In April, Kettyle Irish Foods linked up with Diageo to launch a high-end beef burger laced with Guinness flavours (albeit alcohol-free). The Kettyle Guinness burger, which is being sold both fresh and frozen in two, four, eight and 20-unit packs, has been rolled out to retailers and hospitality venues across Ireland and other parts of Europe. It’s also for sale at the Guinness Storehouse, which, with 1.7m visitors last year, is Ireland’s biggest paid-for tourist attraction.
Kettyle says: “Brexit wasn’t an impetus for the venture – it was in progress long before the referendum. But the Guinness brand is a hell of a lot bigger than us, so the Guinness burger is a benefit with Brexit coming down the road.”
The product also taps into the millennial market for artisan food products that are sustainably and locally produced and have an interesting back story.
The pitch to this generation of 21- to 35-year-old consumers was evident at the launch of the burger.

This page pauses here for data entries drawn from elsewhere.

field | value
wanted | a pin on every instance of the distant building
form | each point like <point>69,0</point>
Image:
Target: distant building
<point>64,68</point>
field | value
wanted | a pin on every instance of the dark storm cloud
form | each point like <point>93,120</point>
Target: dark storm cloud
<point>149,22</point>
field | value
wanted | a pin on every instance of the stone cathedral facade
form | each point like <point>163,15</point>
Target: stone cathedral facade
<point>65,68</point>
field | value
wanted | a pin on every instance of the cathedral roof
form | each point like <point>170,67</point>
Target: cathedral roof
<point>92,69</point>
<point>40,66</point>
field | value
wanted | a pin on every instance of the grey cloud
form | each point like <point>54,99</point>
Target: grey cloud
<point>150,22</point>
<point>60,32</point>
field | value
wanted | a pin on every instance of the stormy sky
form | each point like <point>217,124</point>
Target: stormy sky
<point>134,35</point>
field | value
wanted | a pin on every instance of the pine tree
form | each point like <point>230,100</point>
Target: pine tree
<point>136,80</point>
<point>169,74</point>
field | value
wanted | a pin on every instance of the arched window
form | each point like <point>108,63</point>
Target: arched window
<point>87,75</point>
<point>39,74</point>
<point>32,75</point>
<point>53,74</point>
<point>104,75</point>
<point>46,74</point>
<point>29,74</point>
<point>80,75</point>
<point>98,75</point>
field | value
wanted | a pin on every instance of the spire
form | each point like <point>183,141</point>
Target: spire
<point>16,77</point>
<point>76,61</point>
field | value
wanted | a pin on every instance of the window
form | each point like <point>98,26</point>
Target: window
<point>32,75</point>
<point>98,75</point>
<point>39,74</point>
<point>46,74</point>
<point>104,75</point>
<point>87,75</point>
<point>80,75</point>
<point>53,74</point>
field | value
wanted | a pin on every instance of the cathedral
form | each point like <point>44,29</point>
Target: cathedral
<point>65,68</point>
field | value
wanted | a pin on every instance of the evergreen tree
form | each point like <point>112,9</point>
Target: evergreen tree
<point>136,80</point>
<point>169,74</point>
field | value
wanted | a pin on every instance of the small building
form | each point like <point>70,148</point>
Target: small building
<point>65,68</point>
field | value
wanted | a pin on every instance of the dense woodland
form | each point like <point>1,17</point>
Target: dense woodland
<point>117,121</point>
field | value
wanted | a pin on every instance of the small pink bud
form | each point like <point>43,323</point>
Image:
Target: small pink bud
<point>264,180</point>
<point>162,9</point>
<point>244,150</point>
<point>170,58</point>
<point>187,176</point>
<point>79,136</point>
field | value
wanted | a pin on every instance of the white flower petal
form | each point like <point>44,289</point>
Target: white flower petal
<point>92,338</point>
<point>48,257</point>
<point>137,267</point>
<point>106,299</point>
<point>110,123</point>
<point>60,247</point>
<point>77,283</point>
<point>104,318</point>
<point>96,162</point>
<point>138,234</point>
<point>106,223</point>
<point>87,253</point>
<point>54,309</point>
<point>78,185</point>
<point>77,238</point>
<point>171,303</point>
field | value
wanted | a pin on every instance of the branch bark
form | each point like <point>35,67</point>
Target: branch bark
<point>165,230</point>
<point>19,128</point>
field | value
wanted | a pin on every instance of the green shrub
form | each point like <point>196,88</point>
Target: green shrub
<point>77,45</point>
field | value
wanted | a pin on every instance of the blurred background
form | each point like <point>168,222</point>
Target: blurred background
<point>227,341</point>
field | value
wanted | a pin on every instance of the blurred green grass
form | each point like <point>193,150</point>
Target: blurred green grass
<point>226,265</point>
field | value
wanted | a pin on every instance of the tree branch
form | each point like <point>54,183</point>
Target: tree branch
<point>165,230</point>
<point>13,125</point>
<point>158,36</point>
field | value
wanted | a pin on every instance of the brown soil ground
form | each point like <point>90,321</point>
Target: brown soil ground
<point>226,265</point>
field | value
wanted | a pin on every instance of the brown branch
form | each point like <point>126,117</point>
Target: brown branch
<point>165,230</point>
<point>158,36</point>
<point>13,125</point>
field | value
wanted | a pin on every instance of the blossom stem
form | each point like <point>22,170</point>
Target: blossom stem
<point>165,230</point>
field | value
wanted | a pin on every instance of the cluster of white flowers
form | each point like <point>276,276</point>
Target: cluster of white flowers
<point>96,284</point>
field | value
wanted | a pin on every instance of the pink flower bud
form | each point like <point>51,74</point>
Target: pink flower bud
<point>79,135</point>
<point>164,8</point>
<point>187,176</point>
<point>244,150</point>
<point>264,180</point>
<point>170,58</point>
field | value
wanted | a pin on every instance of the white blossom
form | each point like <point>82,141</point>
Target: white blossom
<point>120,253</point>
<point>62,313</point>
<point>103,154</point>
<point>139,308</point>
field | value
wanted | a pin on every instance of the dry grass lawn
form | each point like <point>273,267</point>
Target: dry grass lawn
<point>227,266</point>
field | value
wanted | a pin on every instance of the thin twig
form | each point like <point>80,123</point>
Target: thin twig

It was held at the Open Gate Brewery, a bar at St James’s Gate selling Diageo’s small-batch experimental brews. Guests were given a bespoke craft apron and served a four-course tasting menu, with Instagram-friendly dishes such as Kettyle malt-cured meats with crusty sourdough bread and spiced cabbage salad, all teamed up with the Open Gate Amarillo Pilsner.
Kettyle says the burger is among a variety of products from his craft butchery business that will likely be combined with Guinness in the future over the next two to three years.
“Hopefully that will strengthen our case on the global market,” he says.